L’État du Cameroun s’est officiellement invité au processus de cession des parts détenues par Société Générale dans sa filiale camerounaise. Dans une correspondance adressée le jeudi 16 janvier 2025 au Président du Conseil d’Administration de Société Générale Cameroun, le ministre des Finances Louis Paul Motaze a officialisé l’intention de son pays d’exercer son droit de préemption sur cette société détenue à 58,08 % par le groupe bancaire français.

« Conformément à l’article 10.2 des statuts de la Société, j’ai l’honneur de vous faire savoir que l’État du Cameroun, par l’intermédiaire du ministère des Finances que je représente, souhaite user de son droit de préemption », écrit Louis Paul Motaze. Le droit de préemption renvoie à un privilège statutaire que détient l’État et lui donne la priorité dans l’acquisition d’un actif lorsque son propriétaire manifeste la volonté de le vendre. Louis Paul Motaze met ainsi en application les instructions du président de la République Paul Biya, transmises quelques mois plus tôt par son secrétaire général. Dans la correspondance consultée par EcoMatin, Étoudi déplore l’opacité qui s’est emparée du processus de rachat de la deuxième plus grande banque du pays, ainsi que les manœuvres de communication de « grands groupes bancaires » visant à influencer la bonne tenue du processus.

Coris Bank International

En se positionnant pour le rachat, les autorités camerounaises remettent la balle au centre alors que le processus de désengagement amorcé plusieurs mois auparavant par Société Générale était déjà bien avancé. Selon les journaux français La Lettre et Jeune Afrique, un accord de principe avait déjà été signé avec le groupe Burkinabé Coris Bank, piloté par Idrissa Nassa, pour racheter ces actifs. Dans sa lettre, Louis Paul Motaze reconnaît avoir reçu du banquier parisien un « projet de cession » ainsi qu’une « proposition de prix offert par le potentiel cessionnaire ». Toutefois, la valorisation faite par Société générale de sa filiale camerounaise est différente de celle du Cameroun, ce qui laisse entrevoir de nouvelles tractations pour pouvoir déterminer le juste prix.

En attendant, l’accord avec Coris Bank International est donc placé sur la touche contrairement à ce qu’on voulu laisser entendre certains médias.

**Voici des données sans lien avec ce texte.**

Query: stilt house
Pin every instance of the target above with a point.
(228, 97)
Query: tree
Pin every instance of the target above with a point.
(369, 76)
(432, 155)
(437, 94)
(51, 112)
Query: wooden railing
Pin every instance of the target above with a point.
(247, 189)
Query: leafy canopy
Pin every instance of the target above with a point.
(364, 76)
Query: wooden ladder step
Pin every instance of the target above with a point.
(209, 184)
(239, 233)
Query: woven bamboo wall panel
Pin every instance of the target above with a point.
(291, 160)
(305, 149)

Un prix de cession trop élevé ?

Avant de préempter, Yaoundé s’est attaché les services des filiales françaises, camerounaises et ivoiriennes du cabinet Grant Thornton qu’elles effectuent contre-valorisation de la banque. Celle-ci a été effectuée sur la base du modèle d’actualisation des dividendes (Discounted Dividend Model,DDM), qui selon le gouvernement, est « adaptée à Société Générale Cameroun et à son contexte ». Les calculs effectués par les mandataires de l’État valorisent Société Générale Cameroun à 211 158 000 000 FCFA soit environ 321,9 millions d’euros. Sur la base de cette estimation, Yaoundé doit payer 122,64 milliards FCFA correspondant aux 58,08% que le groupe français détient dans le capital de la banque.

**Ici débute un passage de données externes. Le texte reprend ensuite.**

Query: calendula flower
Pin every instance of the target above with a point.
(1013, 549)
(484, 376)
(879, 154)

On ignore à combien l’actif a été valorisé du côté de Société Générale. Mais la méthode d’évaluation de Grant Thornton laisse croire que le prix a été abaissé. Par exemple, le cabinet mandaté par Yaoundé a procédé à un ajustement à la hausse (+7,618 milliards FCFA) du montant des provisions des créances en souffrance « conformément aux règles de provisionnement de la COBAC ». Bien plus, apprend-on, un inventaire physique des immobilisations réalisé au cours de l’année 2024 fait ressortir des pertes potentielles de 1,93 milliard FCFA. D’autres ajustements concernent les provisions pour dépréciation des créances, mais surtout celles à comptabiliser suite à la liquidation officielle de Yup Cameroun prononcée en septembre 2024. « Je vous remercie de bien vouloir me tenir informé des étapes à suivre et des éléments nécessaires pour finaliser la cession », conclut le ministre camerounais des Finances dans sa correspondance.

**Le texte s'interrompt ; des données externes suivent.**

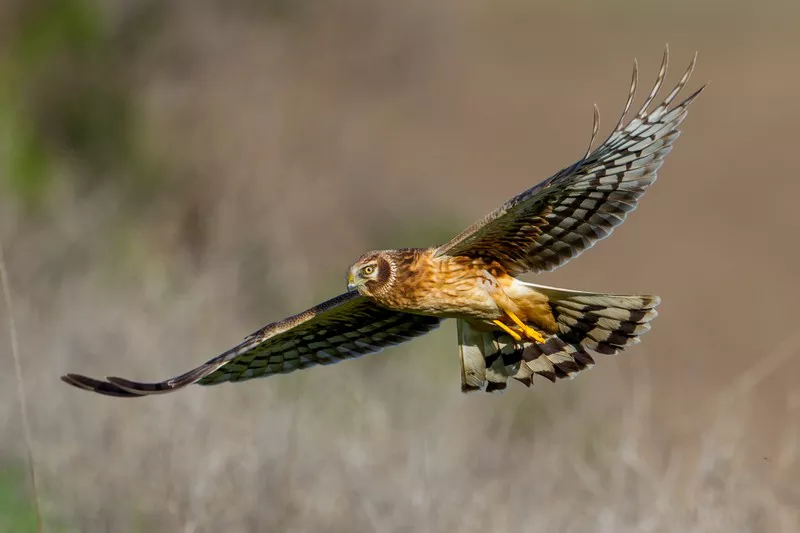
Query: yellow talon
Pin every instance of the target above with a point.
(508, 330)
(529, 332)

Mainmise sur le choix du futur repreneur

L’État Camerounais contrôle 25,6% du capital de la filiale locale de Société Générale. S’il acquiert la participation sus évoquée, il deviendrait majoritaire avec 83,68%. Mais tel n’est pas son objectif. Selon les informations de EcoMatin, Yaoundé souhaite, à travers l’exercice de son droit de préemption, avoir la mainmise sur le choix du futur potentiel repreneur. C’est d’ailleurs de cette manière que s’est pris l’État Congolais pour ensuite vendre Société Générale Congo à BGFIBank, alors qu’un accord de cession avait été déjà signé avec le groupe Vista.

Selon les informations à notre disposition, le Cameroun n’avait pas encore officiellement marqué sa préférence pour un repreneur. L’option de la CNPS, le fonds de pension public, n’est plus à l’ordre du jour. Le Directeur, le Directeur général Olivier Mekulu Mvondo s’est allié à plusieurs chefs d’entreprises locales pour pouvoir formuler une offre de rachat. Mais sa requête auprès des autorités est restée lettre morte.

Au Cameroun où elle est présente depuis le début des années 60, Société Générale opère à travers un réseau de 46 agences. Selon le Classement EcoMatin des banques 2023, la banque a réalisé un résultat net positif de 29,8 milliards de Fcfa en 2023, soit une hausse de 31% par rapport à 2022. Son total bilan a connu une croissance de 4% en un an, à 1 453,7 milliards FCFA la maintenant au rang de deuxième plus grande banque du pays derrière Afriland First Bank.